I am sure I knew this once, but I had forgotten that the Bastille doesn't actually exist anymore, so that was a bit of a disappointment, though the opera house that now stands there and is hailed as the ugliest, most-hated buildling in Paris lived up to its reputation.

But one of Paris's famous open markets was in full force and we wandered through that. It was definitely a place where real people go to find bargains – not only wonderful fresh fish, meat and produce and flowers, but clothes and housewares. We bought a CD of a French singer whom I had never heard of, but Fred had – I wanted to have music in the background the way our friends the Prettymans do when we stay with them in New York City.

And off on the Metro to the Musee D'Orsay, a favorite place of two friends in particular, Andrea & Nicole – so I thought especially of you both as we stood briefly in line and entered this huge building that was built originally to be a train station, failed as a train station (its tracks were too short or something) and about 25 years ago it was transformed into an art gallery. Fred and I went straight to the Impressionists and I was soon lost in beautiful human scenes – snow-covered cities, sun dappled meadows, thoughtful faces – Manet, Monet, Pissaro, Alfred Sisley and it was all deeply moving and beautiful. Rich rich rich. 

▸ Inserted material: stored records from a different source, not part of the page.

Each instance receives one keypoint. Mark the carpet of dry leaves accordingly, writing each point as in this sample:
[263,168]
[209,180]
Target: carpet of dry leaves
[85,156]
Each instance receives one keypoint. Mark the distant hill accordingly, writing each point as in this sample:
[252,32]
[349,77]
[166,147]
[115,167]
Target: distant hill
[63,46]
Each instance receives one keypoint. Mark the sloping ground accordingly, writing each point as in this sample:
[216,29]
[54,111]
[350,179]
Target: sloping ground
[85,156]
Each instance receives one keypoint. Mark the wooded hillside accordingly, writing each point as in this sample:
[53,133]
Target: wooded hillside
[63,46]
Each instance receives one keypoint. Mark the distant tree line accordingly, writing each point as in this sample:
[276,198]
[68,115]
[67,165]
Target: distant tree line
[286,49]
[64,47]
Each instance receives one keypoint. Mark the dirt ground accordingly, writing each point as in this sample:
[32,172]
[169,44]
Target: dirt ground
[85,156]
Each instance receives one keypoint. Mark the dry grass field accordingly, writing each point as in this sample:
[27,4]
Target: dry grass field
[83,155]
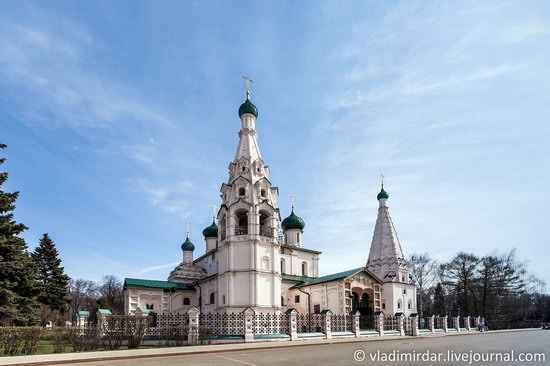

We spent a few hours there – in the open space in the middle, watching kids and teenagers sketching, then through a small but brilliant Van Gough collection, more Monet, more more more. And a pause in the cafe. Then gave way to temptation and bought several books in the bookstore, colorful biographies of a number of different painters.

This last shot for Andrea -- this is the street to the right of the d'Orsay where you said you knew a cafe...

By now it was getting dark. Marta was on the wane and we came home, put on our new CD, and we are settling in for an early night – though we start very early these days – Fred is getting up hours before he normally does. Tomorrow, I would love some spa treatment stuff – steam room and massage, please. So am looking into that. It would help if the internet would kick in. But there is so much to do and see – I haven't really started eating yet, which is what everyone tells me to do while I'm here, but my eyes have been eating a lot. Much love, m


  1. Marta,
    Chris and and I stayed in the Marais District some yrs ago, loved the Places de Vosges and everything else there. It's not necessary to tell you to enjoy because you just can't help it in Paris! au revoir, Sheila

  2. So good to hear it was a VERY full day!!! And I love the photos. The one of Fred with the mirror is classic!

    'Til next time!

  3. Marta, thank you for that photo of the street. It brought tears to my eyes... So glad you two are having a great time! Love, A

  4. Hey Marta, Loving your travelog. Hope you feel better soon.

    Don't buy any DVDs as they won't work out here. If you have time, go to the catacombs in Denfert Rochereaux. It's cold down there so you would need to bundle up extra.